Décrets du 25 mai 1950
Le ministre diffère ses décisions mais maintient
ses intentions

Lors de la réunion de ce jour avec les fédérations syndicales de l’enseignement le ministre a
annoncé qu’il différait toute décision définitive sur les statuts des enseignants, et en
particulier sur les décrets du 25 mai 1950.

Pour les professeurs de classes préparatoires en particulier cela signifie la suspension des
décisions alourdissant leurs obligations de service et diminuant leurs rémunérations.
Ces annonces sont une première prise en compte de la puissante grève des professeurs de
classes préparatoires entamée le 9 décembre pour le retrait du projet du ministre.

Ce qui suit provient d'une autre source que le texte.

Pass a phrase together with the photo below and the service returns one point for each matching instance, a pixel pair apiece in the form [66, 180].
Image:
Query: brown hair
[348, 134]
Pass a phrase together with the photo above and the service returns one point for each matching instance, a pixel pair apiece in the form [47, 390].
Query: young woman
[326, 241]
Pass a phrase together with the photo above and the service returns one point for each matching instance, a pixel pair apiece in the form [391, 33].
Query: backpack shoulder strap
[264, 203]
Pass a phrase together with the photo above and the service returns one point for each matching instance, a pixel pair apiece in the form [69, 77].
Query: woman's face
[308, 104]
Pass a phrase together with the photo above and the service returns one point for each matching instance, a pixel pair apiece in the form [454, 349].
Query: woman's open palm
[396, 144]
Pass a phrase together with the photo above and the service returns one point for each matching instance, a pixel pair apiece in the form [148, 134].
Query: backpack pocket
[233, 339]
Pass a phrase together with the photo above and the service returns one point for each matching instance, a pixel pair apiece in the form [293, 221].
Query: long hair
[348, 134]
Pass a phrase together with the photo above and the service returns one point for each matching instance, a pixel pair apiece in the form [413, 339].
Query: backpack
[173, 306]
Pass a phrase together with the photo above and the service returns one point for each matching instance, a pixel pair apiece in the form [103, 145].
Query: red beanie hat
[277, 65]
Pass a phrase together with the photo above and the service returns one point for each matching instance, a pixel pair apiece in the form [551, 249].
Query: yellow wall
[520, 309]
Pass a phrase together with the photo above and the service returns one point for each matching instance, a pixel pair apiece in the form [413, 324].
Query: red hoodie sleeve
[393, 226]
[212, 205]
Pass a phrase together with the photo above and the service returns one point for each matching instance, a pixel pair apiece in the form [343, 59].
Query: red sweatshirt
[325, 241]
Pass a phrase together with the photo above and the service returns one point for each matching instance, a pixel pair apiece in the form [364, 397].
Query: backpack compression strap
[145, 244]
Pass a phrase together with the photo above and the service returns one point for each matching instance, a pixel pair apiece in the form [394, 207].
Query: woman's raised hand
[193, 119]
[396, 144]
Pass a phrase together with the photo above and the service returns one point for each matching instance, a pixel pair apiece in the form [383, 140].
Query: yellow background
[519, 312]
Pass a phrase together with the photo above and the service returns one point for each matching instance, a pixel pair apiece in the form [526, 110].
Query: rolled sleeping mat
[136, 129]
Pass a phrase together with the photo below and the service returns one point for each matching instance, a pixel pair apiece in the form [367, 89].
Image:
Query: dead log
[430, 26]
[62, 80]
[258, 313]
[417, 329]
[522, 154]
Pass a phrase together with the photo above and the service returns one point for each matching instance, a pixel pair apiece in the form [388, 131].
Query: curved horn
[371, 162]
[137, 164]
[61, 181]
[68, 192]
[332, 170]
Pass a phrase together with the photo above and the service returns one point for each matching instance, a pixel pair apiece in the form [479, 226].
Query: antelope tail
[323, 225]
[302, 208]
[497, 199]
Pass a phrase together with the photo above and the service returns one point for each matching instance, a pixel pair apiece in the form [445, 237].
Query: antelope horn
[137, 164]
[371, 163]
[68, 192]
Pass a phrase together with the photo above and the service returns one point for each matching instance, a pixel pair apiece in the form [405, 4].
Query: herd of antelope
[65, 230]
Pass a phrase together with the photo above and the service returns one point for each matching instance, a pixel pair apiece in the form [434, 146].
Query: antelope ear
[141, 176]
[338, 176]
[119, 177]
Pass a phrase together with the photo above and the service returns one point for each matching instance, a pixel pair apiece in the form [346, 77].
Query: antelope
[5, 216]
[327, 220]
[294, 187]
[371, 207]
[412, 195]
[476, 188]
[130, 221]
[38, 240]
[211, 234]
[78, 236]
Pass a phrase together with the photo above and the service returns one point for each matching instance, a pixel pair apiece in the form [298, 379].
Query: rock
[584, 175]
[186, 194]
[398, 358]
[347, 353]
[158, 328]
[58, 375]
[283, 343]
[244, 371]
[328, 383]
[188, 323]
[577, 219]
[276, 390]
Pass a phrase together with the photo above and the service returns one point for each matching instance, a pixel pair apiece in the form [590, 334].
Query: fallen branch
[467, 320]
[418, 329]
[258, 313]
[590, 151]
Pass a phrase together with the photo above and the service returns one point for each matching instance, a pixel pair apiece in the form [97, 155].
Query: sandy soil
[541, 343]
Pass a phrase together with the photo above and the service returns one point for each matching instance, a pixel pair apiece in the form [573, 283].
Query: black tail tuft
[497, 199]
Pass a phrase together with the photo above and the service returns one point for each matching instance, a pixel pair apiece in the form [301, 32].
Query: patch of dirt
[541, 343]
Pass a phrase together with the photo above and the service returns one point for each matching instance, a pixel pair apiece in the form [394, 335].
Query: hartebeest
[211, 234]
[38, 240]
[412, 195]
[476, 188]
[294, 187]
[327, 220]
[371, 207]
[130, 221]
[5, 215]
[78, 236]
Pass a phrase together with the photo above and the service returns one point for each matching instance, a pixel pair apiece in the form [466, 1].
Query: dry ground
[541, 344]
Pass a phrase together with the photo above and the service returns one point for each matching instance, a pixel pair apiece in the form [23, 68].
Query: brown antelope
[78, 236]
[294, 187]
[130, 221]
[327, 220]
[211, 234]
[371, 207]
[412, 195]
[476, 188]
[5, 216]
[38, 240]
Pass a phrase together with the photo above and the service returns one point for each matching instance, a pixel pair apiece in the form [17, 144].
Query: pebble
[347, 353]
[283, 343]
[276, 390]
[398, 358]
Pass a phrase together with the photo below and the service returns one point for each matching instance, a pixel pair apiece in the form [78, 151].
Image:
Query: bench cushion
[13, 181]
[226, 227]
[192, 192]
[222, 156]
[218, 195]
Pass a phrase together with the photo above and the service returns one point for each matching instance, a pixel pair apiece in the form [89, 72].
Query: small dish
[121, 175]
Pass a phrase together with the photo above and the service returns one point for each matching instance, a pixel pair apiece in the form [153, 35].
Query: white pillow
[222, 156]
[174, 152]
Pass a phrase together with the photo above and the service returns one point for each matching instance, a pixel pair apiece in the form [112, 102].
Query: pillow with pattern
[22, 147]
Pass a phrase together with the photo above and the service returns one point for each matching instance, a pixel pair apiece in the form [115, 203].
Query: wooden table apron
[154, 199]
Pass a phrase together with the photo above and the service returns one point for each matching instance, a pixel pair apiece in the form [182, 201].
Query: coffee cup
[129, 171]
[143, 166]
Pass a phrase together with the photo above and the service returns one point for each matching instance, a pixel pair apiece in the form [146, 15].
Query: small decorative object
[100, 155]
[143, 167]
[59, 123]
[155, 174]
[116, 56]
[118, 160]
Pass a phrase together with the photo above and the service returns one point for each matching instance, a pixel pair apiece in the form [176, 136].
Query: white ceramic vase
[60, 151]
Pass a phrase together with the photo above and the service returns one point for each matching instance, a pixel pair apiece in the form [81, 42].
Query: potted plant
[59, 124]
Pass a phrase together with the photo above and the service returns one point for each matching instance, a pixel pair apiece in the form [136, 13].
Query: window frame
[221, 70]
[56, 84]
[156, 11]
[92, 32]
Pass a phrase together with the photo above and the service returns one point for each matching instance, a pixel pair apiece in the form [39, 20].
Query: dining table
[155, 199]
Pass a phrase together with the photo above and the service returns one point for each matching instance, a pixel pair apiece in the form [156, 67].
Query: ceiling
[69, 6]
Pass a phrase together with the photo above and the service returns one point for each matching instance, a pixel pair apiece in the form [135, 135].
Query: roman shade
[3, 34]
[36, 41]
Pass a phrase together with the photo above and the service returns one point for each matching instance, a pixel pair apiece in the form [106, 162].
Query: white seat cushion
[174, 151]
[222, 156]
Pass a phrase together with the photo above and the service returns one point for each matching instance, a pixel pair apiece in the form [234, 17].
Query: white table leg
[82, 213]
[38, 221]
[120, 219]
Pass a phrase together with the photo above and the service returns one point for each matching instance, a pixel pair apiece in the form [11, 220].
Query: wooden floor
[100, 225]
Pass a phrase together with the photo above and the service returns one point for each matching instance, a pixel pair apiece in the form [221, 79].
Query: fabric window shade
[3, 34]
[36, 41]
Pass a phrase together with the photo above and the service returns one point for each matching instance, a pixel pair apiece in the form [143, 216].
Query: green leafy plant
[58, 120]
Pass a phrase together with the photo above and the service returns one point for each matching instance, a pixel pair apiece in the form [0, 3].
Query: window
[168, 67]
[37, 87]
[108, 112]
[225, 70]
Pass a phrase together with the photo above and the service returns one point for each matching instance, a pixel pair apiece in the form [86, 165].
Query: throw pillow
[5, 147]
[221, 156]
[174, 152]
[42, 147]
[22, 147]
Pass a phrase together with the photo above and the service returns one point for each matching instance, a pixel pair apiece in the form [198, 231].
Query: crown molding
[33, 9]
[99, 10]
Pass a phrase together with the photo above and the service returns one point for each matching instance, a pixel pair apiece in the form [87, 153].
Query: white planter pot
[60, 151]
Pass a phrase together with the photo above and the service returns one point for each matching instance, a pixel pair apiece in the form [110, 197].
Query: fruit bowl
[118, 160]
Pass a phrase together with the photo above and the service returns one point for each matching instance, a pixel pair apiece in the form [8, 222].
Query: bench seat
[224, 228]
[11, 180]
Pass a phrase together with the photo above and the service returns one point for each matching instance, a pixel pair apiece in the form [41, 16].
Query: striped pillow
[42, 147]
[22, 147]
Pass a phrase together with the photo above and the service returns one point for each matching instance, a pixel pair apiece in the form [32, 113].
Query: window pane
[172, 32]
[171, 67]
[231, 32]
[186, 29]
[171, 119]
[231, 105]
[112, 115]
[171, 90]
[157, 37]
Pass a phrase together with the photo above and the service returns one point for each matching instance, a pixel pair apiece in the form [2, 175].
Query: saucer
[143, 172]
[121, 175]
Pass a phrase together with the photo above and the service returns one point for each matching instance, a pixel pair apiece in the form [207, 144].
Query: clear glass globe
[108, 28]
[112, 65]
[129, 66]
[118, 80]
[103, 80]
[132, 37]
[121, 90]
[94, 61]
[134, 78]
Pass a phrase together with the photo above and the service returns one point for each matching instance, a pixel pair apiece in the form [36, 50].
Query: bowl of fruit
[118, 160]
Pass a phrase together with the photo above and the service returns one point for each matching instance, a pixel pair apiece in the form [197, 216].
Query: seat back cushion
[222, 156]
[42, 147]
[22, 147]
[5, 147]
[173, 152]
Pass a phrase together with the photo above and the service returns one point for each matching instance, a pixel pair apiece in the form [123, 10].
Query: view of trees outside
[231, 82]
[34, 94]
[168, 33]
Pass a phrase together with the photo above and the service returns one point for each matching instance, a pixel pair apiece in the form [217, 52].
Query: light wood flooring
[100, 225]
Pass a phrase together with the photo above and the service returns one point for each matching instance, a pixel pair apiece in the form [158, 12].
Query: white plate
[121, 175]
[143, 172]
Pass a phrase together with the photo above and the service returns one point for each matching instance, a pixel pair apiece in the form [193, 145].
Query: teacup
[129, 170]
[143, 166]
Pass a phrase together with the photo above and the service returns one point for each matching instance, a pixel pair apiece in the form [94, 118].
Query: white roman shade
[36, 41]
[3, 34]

Ces annonces prouvent que les personnels enseignants qui prennent position pour le retrait
du projet du ministre dans des centaines de lycées et collèges avec les organisations
syndicales ont raison.

Le ministre a annoncé la mise en place d’une pondération horaire des heures de cours dans
les établissements prioritaires et la poursuite des discussions en janvier sur les mêmes bases
que celles dans lesquelles elles ont été engagées.

Le ministre a indiqué vouloir poursuivre la discussion dès le début janvier sans urgence et
sans pression, mais il a aussi affirmé que celle-ci se poursuivrait dès le début janvier sur les
même bases et principes.

Ceux-ci sont résumés dans les projets ministériels qui ont été communiqués après les deux
premiers groupes de travail le 7 décembre : codification et introduction de nouvelles
missions dans les obligations de service au nom de la reconnaissance du « travail invisible »,
certaines dépendant notamment du conseil d’administration, suppression des décharges
statutaires au profit d’indemnités décidées localement et donnant lieu à des lettres de
mission individuelles, nouveau système de pondération horaire qui mène à des baisses de
rémunérations pour de nombreux collègues du secondaire comme des classes prépas et BTS.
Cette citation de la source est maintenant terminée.